Biomass/adsorbent electrostatic interactions in expanded bed adsorption: A zeta potential study

Abstract

Expanded bed adsorption is an integrated technology that allows the introduction of particle‐containing feedstock without the risk of blocking the bed. The biomass particles contained in the feedstock have to be treated as an integral part of the process and potential interactions between suspended biomass and the adsorbent must be excluded during process design. Because the electrostatic forces dominate the interactions between the biomass and adsorbent, the zeta potential has been studied as a tool to characterize biomass/adsorbent electrostatic interactions. The zeta potentials of four types of biomass (yeast intact cells, yeast homogenate, Escherichia coli intact cells, and E. coli homogenate) and two types of ion exchanger were measured systematically at varying process conditions. Using the cell transmission index from biomass pulse‐response experiments as a parameter, the relations between zeta potential and the biomass/adsorbent interaction were evaluated.

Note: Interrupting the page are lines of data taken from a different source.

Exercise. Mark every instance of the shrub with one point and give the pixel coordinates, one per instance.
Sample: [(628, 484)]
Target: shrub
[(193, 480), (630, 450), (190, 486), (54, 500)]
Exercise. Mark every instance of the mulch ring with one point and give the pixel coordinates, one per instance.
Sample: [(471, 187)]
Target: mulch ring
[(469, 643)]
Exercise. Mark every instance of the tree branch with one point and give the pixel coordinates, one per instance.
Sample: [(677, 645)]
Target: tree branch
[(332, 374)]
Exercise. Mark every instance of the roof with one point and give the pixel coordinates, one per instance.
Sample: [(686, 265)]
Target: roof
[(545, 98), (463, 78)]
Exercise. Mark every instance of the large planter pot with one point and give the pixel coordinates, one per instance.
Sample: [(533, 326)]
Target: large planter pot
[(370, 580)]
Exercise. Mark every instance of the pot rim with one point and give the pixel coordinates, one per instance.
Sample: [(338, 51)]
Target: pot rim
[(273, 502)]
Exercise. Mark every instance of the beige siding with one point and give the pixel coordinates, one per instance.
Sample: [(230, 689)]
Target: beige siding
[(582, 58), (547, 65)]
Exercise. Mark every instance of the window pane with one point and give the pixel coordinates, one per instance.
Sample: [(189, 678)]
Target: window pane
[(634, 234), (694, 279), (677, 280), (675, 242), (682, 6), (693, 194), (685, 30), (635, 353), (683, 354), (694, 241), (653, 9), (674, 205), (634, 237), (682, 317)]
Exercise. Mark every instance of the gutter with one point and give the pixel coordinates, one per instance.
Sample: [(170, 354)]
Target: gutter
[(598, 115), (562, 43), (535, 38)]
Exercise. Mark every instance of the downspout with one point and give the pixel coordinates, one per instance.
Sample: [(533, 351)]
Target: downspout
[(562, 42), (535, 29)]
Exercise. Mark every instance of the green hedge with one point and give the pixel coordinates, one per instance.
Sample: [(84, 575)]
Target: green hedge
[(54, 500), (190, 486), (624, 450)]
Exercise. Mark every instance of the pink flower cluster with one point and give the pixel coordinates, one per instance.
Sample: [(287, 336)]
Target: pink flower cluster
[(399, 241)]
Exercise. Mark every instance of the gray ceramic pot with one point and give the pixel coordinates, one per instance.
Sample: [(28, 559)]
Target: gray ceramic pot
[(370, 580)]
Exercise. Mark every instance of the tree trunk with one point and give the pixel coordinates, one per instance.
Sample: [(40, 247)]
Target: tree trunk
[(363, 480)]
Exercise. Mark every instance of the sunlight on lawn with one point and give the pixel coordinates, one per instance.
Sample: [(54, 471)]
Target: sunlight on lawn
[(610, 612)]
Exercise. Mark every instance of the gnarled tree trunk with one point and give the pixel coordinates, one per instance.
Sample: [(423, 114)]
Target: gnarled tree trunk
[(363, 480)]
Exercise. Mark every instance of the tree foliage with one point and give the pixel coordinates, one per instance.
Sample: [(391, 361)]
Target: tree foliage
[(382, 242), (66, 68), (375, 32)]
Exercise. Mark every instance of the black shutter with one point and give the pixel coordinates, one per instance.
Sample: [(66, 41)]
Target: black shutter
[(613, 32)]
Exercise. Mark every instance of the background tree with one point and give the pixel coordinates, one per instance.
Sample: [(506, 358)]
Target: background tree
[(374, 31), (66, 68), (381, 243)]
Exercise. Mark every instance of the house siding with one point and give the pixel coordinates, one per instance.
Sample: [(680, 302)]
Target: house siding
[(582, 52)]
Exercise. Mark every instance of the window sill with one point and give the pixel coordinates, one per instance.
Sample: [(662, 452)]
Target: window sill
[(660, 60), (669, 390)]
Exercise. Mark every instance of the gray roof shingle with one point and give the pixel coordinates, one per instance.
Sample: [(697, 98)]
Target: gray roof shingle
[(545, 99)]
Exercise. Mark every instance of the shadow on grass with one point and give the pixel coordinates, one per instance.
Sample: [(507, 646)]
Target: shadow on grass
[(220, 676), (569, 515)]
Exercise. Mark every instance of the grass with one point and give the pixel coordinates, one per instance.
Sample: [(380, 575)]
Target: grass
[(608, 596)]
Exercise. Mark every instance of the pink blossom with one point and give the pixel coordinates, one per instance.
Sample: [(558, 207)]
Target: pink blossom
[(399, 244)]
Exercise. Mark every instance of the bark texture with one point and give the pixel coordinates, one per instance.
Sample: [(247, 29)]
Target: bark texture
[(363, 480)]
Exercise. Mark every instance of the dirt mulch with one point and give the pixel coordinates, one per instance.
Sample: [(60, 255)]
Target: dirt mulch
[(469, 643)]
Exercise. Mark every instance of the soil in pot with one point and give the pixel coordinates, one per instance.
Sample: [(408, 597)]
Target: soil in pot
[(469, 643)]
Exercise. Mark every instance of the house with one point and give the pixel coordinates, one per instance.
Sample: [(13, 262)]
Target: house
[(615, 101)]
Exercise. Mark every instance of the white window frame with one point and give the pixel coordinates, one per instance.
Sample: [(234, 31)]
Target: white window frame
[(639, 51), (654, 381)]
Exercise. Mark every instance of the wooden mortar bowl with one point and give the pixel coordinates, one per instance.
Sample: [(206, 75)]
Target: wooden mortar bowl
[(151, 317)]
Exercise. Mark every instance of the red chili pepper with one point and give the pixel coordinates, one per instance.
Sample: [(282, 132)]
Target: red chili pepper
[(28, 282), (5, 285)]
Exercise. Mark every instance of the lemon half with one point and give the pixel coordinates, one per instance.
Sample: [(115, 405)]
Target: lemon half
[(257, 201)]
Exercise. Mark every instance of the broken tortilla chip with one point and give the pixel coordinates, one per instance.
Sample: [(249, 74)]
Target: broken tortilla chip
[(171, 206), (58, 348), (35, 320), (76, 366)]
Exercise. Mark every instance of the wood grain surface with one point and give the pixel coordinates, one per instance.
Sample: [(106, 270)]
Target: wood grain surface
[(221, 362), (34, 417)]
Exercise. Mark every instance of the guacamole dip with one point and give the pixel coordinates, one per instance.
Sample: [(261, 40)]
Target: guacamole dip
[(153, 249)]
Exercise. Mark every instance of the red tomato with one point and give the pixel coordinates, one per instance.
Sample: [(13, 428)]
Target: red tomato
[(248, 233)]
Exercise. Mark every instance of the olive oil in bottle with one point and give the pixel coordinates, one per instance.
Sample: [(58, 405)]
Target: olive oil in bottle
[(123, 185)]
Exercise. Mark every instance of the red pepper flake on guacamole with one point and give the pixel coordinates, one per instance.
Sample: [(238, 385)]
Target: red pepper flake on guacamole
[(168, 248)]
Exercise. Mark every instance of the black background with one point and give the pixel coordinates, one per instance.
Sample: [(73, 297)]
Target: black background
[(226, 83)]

Combining the influences from zeta potential of adsorbent (ζ_a), zeta potential of biomass (ζ_b), and biomass size (d), parameter (−ζ_aζ_bd) was found to be an appropriate indicator of the biomass/adsorbent interactions in expanded beds under various liquid‐phase conditions for different types of biomass. The threshold value of parameter (−ζ_aζ_bd) can be defined as 120 mV² μm for cell transmission of >90%, which means that systems with (−ζ_aζ_bd) < 120 may have a considerable probability of forming stable expanded beds in a biomass suspension under the particular experimental conditions. © 2003 Wiley Periodicals, Inc. Biotechnol Bioeng 83: 149–157, 2003.